Facing a throng of Homestead Park area neighbors against the shelter, Foy and Easthom reminded them that the only issue up for debate Monday night was whether to lift an obsolete cap on the number of residents a shelter can hold - and even that won't be up for a vote until Jan. 11. Foy said approving or denying an application from the Inter-Faith Council for Social Service for a 52-man "Community House" on Martin Luther King Jr. Boulevard would be a "separate matter."
But that didn't stop a doctor from calling the shelter residents "inmates" or a homeless man from saying that wealthy folks don't deserve what they have if they don't share it with those less fortunate.
"Someone needs to come in and take it from them and redistribute it," said Michael Davis, an HIV patient who has lived in Chapel Hill since 1977.

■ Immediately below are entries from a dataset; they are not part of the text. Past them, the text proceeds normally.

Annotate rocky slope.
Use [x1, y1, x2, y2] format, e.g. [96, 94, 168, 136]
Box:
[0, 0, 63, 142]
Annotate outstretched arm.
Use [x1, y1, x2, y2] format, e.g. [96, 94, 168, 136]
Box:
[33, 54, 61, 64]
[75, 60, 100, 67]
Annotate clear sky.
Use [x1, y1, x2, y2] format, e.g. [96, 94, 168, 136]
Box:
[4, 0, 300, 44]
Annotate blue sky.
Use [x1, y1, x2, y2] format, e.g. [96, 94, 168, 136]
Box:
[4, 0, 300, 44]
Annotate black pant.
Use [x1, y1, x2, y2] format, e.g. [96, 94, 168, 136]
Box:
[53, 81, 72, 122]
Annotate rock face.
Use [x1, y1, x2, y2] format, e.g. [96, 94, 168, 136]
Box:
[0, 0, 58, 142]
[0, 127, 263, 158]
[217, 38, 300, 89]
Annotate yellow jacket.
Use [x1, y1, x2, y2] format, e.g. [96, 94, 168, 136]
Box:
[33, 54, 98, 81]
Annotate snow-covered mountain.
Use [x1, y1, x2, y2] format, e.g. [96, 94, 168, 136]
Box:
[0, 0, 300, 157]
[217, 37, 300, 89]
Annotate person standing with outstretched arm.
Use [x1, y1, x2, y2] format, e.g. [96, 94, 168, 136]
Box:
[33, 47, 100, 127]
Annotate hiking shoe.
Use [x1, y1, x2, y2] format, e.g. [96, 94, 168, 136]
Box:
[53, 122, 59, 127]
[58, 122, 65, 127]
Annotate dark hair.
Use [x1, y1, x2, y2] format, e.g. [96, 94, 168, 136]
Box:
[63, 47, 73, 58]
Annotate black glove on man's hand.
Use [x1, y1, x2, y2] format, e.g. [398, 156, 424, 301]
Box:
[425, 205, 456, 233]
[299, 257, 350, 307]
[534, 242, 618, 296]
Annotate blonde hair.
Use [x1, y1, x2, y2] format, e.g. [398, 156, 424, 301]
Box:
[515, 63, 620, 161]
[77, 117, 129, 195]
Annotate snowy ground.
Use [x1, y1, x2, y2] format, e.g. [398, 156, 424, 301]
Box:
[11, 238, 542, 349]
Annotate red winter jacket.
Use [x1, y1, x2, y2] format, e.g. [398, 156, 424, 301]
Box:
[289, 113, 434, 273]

"You may not want us in downtown Chapel Hill, but we need to be somewhere so that we can access the services we need."
"The fearmongering you get with stigmatizing the homeless isn't what makes our community better," resident Will Wyland said.
Lisa Anthony,a psychiatric nurse, said she has been volunteering at the current Community House on West Rosemary Street for the past six years.
"These men are not bad people," she said. "I have never felt unsafe."
But Dr. Bhupendra Sen said having homeless men loitering around Homestead Park would compromise safety for retirees and young families nearby.
"Many of them are criminals, including rapists," he said. "There are also drug addicts and alcoholics."
Currently, town law limits a shelter to 25 residents. But both of the IFC's two shelters house more than 50 each.
The town's Planning Board and staff recommend removing the cap and letting the Town Council set a cap when it approves a special-use permit to allow a new shelter.
"That is asking for double the trouble," said resident Ken Brown. "Loitering by grown men in a public park and near preschool and after-school programs ... is not a good idea, whether you're talking about homeless men or not."